Because zpool status
only gets a snapshot of one moment in the scrub
it can only make a straightforward extrapolation of how much time it
will take to scrub the whole pool. So if the scrub rate initially starts
out quite fast but then slows down later due to fragmentation (because
ZFS does not scrub linearly) or a bunch of user
IO interfering with the scrub, your time to completion will bounce
around significantly.
(Current versions of zpool
also report how long the scrub has been
running, which is in many ways a much more useful number.)
Now, observe something important: there is no explicit count
of how many bytes there are left to scrub. zpool status
simply assumes that 'allocated - scrubbed' is how many bytes
are remaining to scrub, but this isn't necessarily the case. In
some situations it's possible for ZFS to have scrubbed more
bytes than are actually allocated in the pool, resulting in
scrubs reaching 100% without finishing (per this bug report).
(This doesn't necessarily mean that ZFS scrubs chase updates; you could equally well get into this situation by deleting a big snapshot after ZFS had scrubbed it but before the scrub finishes. This will immediately drop the bytes allocated count without affecting bytes scrubbed.)
PS: on inspecting current OpenSolaris source code, I see that it's recently moved to a more complicated scheme where it tries to keep better track of these numbers, likely as a consequence of the above bug. This will presumably appear in Solaris in some future patch or update.
PPS: contrary to what various sources will tell you (including the above bug report), the Solaris kernel really does report these statistics in bytes, not blocks.
ZFS scrubs and resilvers are not sequential IO
Here is something that is probably not as widely known as it could be: ZFS scrubs and resilvers are not done with sequential IO, the way conventional RAID resynchronization and checking is done.
Conventional RAID resyncs run in linear order from the start of each disk to the end. This means that they're strictly sequential IO if they're left undisturbed by user IO (which is one reason that you can destroy conventional RAID resync performance by doing enough random user IO).

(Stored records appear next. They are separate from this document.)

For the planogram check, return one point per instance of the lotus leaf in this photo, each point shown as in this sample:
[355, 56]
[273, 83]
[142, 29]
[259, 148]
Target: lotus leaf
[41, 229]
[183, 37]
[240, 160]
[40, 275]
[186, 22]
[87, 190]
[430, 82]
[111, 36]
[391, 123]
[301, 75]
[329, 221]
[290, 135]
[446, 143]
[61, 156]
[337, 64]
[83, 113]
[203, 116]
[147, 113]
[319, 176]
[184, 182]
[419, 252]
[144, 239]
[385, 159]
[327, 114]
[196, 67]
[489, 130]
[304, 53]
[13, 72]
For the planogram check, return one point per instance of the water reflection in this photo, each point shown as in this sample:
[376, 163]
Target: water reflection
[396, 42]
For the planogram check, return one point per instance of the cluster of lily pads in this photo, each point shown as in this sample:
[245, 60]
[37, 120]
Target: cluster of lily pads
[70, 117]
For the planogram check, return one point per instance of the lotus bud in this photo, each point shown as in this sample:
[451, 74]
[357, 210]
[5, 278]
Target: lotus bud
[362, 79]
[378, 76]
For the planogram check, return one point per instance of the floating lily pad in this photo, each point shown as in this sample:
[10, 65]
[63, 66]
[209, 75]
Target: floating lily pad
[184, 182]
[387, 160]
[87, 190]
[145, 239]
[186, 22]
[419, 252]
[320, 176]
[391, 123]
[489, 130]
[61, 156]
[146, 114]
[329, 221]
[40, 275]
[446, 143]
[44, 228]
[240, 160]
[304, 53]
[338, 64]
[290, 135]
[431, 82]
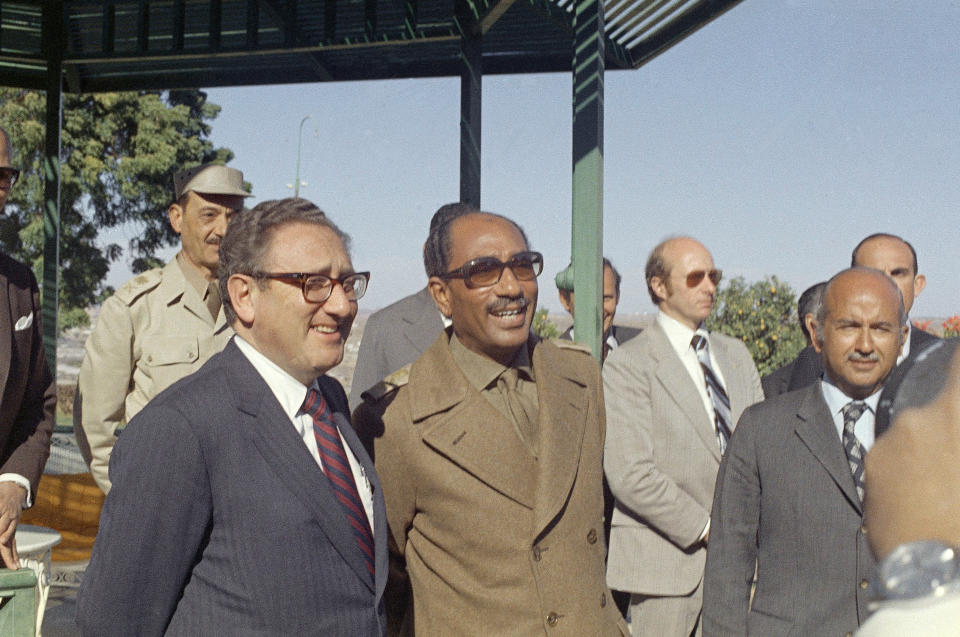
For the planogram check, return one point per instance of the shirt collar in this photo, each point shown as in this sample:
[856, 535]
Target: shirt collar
[289, 392]
[836, 399]
[677, 333]
[480, 370]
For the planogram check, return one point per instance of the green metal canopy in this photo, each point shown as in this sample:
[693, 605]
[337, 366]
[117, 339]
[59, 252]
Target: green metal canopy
[108, 45]
[84, 46]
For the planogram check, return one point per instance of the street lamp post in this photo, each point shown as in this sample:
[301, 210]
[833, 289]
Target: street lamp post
[296, 183]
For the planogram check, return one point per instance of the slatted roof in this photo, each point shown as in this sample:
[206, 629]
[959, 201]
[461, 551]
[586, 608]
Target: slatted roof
[111, 45]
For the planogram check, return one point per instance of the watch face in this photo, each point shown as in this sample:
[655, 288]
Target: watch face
[916, 381]
[918, 569]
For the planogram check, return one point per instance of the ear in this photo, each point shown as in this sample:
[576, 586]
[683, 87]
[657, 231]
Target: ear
[919, 282]
[441, 295]
[175, 213]
[243, 290]
[811, 322]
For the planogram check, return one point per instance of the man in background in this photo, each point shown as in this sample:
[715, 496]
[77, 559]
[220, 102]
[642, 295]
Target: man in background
[161, 325]
[397, 334]
[613, 335]
[29, 392]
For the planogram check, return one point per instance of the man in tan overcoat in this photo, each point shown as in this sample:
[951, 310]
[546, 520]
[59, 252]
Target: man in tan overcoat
[489, 451]
[161, 325]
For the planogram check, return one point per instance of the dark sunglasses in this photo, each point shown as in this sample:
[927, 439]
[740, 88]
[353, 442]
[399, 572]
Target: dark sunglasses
[696, 277]
[486, 271]
[317, 288]
[9, 174]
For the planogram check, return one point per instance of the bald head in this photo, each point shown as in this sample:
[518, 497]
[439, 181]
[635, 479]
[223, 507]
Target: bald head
[860, 329]
[897, 259]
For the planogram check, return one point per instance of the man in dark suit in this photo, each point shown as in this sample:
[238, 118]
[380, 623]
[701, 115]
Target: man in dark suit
[27, 409]
[243, 502]
[789, 496]
[396, 335]
[895, 256]
[777, 381]
[613, 335]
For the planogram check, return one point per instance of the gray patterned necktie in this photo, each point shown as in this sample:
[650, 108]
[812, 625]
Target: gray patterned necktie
[851, 445]
[716, 391]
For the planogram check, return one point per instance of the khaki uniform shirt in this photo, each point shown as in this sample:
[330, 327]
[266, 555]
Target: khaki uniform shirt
[154, 331]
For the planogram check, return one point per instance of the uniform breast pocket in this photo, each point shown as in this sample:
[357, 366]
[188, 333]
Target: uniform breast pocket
[167, 359]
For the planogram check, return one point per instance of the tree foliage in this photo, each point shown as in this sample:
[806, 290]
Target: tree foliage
[119, 152]
[764, 316]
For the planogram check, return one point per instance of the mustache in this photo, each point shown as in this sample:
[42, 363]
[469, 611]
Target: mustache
[505, 302]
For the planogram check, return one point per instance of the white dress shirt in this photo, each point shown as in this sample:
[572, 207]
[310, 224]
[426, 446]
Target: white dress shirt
[836, 400]
[291, 393]
[680, 336]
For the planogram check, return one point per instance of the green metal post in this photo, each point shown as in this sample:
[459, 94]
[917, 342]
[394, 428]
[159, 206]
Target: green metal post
[587, 240]
[471, 84]
[53, 45]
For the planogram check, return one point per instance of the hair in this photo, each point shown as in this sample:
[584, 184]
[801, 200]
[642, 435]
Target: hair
[445, 214]
[885, 235]
[439, 245]
[809, 303]
[823, 311]
[249, 237]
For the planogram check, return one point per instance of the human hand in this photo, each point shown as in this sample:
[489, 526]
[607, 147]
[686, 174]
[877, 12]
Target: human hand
[11, 506]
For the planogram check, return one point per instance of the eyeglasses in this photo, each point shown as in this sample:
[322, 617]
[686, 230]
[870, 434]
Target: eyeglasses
[317, 288]
[9, 175]
[696, 277]
[486, 271]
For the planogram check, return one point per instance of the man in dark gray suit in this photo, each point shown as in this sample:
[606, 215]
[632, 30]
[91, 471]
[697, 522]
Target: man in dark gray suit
[398, 334]
[242, 501]
[790, 489]
[895, 256]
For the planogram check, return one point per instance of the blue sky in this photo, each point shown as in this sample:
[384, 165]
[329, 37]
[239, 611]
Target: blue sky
[779, 135]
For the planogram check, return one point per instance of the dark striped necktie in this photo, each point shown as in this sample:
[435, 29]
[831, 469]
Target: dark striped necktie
[716, 391]
[337, 468]
[851, 444]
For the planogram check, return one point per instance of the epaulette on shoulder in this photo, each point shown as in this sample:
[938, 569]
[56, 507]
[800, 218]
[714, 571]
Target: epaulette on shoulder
[138, 285]
[388, 385]
[563, 343]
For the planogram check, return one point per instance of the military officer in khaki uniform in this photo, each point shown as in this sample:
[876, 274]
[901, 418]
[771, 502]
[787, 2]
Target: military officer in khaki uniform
[488, 449]
[163, 324]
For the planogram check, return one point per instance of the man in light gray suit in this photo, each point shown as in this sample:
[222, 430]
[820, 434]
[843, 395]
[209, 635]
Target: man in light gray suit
[790, 489]
[242, 501]
[670, 409]
[398, 334]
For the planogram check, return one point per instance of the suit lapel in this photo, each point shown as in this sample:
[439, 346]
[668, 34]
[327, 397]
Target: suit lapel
[463, 426]
[6, 329]
[269, 428]
[676, 381]
[816, 430]
[563, 417]
[425, 313]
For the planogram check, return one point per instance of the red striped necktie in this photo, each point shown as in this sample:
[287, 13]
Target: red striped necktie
[337, 468]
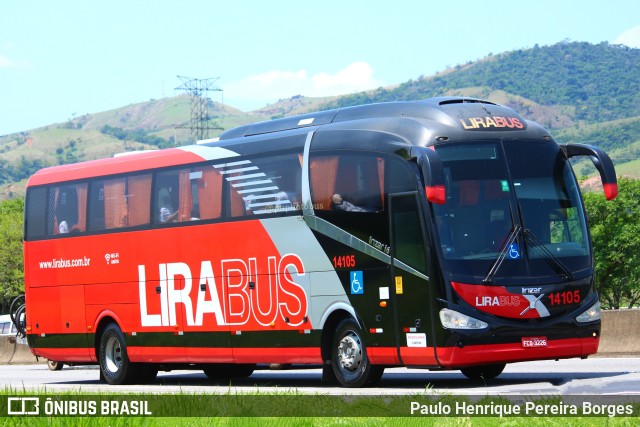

ZFS scrubs and resilvers don't work like this; instead, they effectively
walk 'down' the data structures that make up the ZFS pool and its
filesystems, starting from the uberblocks and ending up at file data
blocks. This isn't surprising for scrubs; this pattern is common
in fsck
-like consistency checking that needs to verify metadata
consistency. Resilvering is apparently done this way partly because it
makes the code simpler (resilvering and scrubbing are basically the same
code in the kernel) and partly because this restores redundancy to the
most important data first (redundant file contents are pointless if you
can't find them, whereas an error in a non-redundant uberblock could
ruin your entire day).
This has a number of consequences. One of them is that the more fragmented your pool is, the more you have randomly created and deleted and overwritten files and portions of files, the slower it will likely scrub and resilver. This is because fragmentation causes things to be scattered over the disk(s), which requires more seeks and gives the scrubbing process less chance for fast sequential IO. (Remember that modern disks can only do about 100 to 120 seeks a second.)
(I think that a corollary to this is that lots of little files will make your ZFS pools scrub slower, especially if you create and delete them randomly all over the filesystem. An old-style Usenet spool filesystem would probably be a ZFS worst case.)
I'm not sure how (or if) ZFS scrubbing deals with changes to the ZFS pool. ZFS's design means that scrubbing won't get confused by updates, but if it chases them it could do a potentially unbounded amount of work if you keep deleting old data and creating new data fast enough; if it doesn't chase updates, it may miss recent problems.